In the end, that proved unpractical, but when I found a friend who were willing to drive from Oslo to Dover and back to get him home, I was able to fill up the car in both directions, thereby covering the costs of the trip, by submitting a message to Hitchhiker’s Central. I did call around to a few other travellers advertising for lift to London before submitting an ad myself, and several of those I talked to had already found lift from Oslo to London which suggests my experience was not unique.
Within minutes of placing an "ad" (a free message) on Hitchhiker’s central, the receptionist at a Rica hotel in Oslo called me to hear if I had room for a British businessman staying at the hotel (that’s service for you, it made me like Rica even better than I already did). The last passenger on the trip to Dover (they arrived this morning) was a Norwegian student desperate to get back to the UK for his exams at Cardiff University. On the way back to Oslo, the car will bring a salesman, a singer and a conductor - all Norwegians who were stranded in London.
I do wonder about the conversations in all those cars now travelling across Europe with people who must be complete strangers to each others. I hope some people have the presence to record them, either by way of video or blog. At least all the people I talked to sounded like really nice people, and part of me wanted to go myself just for the adventure of it. I’m not so sure it felt all that wonderful when they arrived Dover after 20 hours on the road, but still…at least they’re in the right country now.
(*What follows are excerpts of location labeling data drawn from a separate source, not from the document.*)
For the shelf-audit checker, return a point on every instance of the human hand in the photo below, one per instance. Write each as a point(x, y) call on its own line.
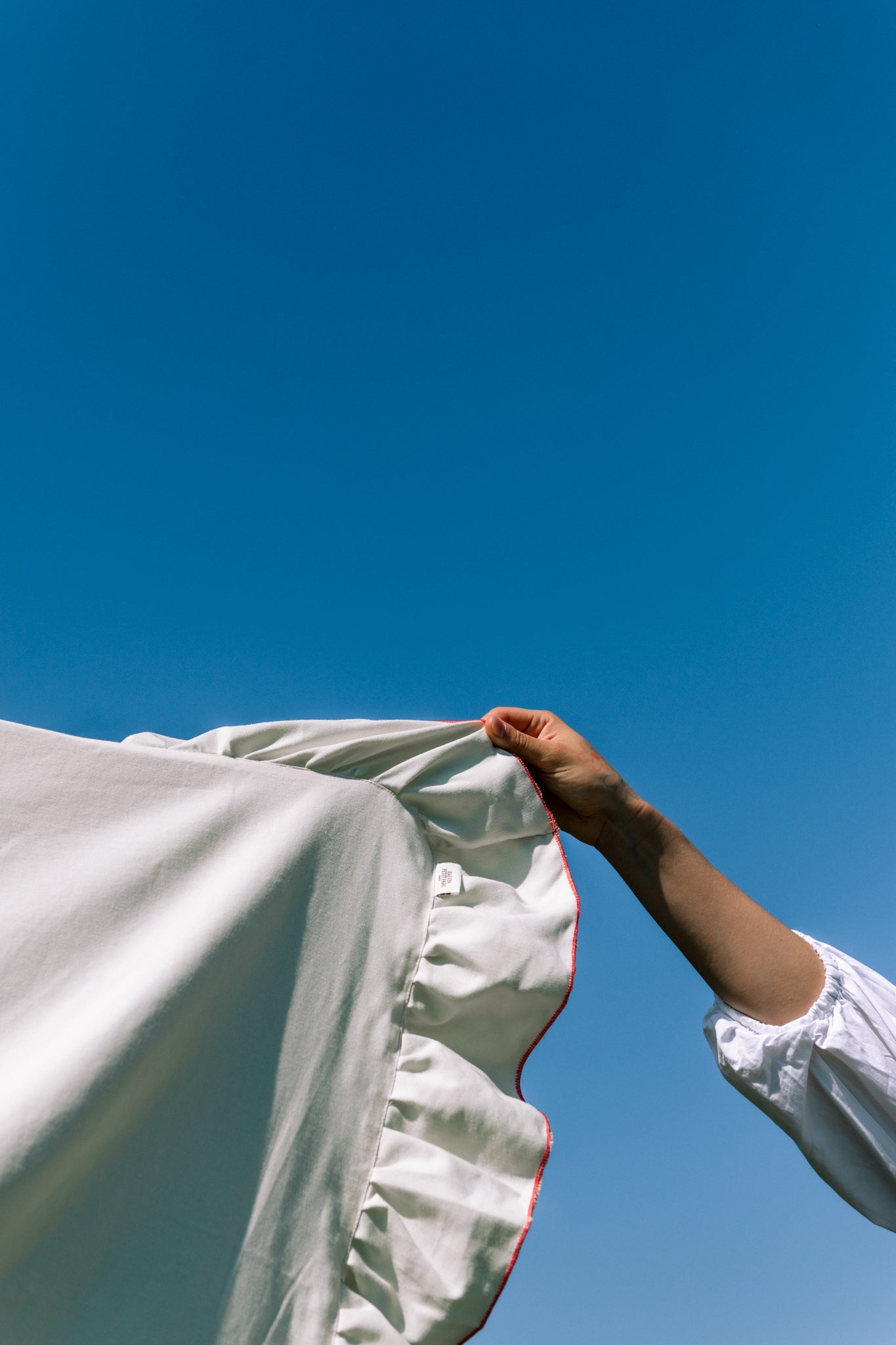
point(582, 790)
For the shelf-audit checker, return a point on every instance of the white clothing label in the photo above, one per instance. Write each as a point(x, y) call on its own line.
point(446, 880)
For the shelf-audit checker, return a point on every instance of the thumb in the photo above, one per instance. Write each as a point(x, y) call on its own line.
point(511, 740)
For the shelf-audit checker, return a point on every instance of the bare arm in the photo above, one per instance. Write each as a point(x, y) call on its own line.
point(750, 959)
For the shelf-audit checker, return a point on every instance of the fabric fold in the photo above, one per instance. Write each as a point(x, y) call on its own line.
point(828, 1079)
point(261, 1082)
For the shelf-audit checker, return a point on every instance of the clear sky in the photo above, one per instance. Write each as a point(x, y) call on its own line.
point(389, 359)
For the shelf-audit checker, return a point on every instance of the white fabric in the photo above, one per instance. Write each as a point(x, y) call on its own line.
point(828, 1079)
point(257, 1083)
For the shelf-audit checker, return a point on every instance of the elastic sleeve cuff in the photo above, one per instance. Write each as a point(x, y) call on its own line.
point(820, 1011)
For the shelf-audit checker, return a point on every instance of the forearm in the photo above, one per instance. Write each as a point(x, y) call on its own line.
point(750, 959)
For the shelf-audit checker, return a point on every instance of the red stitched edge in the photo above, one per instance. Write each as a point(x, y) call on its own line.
point(528, 1052)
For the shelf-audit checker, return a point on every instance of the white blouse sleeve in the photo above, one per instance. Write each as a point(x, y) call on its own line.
point(828, 1079)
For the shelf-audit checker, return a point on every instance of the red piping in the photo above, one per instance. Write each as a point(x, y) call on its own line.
point(528, 1052)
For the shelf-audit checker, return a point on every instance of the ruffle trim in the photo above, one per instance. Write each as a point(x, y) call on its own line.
point(461, 1153)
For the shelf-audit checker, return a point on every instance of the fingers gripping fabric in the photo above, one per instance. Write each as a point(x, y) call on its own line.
point(265, 1080)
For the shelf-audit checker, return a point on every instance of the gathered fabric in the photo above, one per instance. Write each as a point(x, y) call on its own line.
point(265, 998)
point(828, 1079)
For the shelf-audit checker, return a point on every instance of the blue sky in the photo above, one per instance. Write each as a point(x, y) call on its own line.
point(400, 361)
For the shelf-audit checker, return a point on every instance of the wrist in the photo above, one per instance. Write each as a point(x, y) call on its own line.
point(631, 825)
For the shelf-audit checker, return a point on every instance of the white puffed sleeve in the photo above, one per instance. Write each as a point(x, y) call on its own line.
point(828, 1079)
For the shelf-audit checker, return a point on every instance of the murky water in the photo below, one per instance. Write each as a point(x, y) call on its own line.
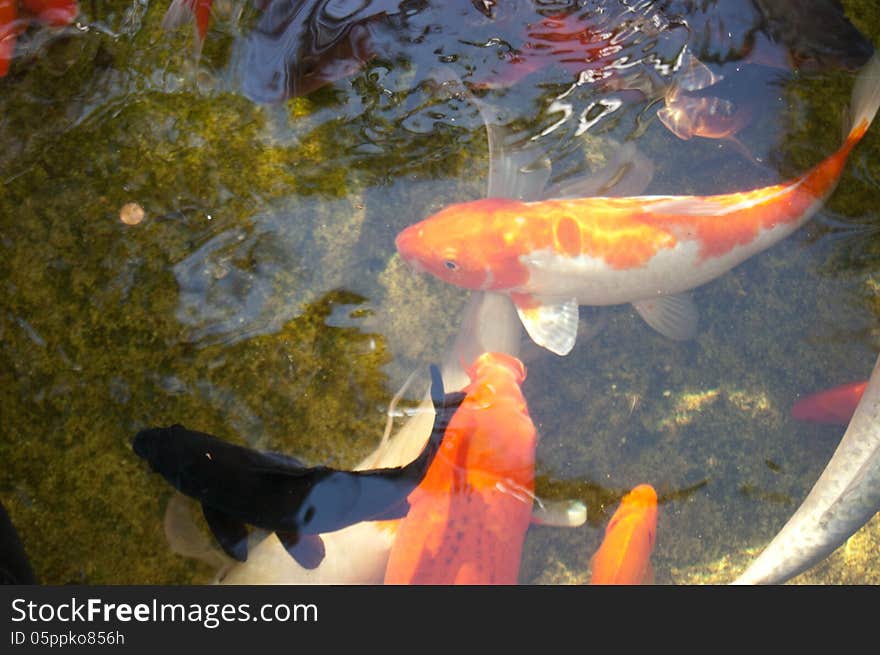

I'm thinking that all the wonderful ways I’ve seen people collaborate and help each other get home, via Twitter, blogs and on Hitchhiker’s Central, must be the one redeeming feature of this crisis. Social media has certainly played an important role too, and Twitter was of some help for me when planning the Oslo-Dover-Oslo trip.
What VG.no could offer in this situation was scale, with it’s close to 3m unique users a week it offered people a brilliant connection point that few other sites could. It’s a great service to its readers and, I’m sure, a great click winner too.
For the record: It must be said that the media trainer in question was in Norway to do in-house training for VG.no and give a talk at a NONA-event, and that VG.no’s editor is a board member of NONA, but his visit was organised by me, as the president of NONA, and, as this crisis happened over the weekend, so was the "rescue operation".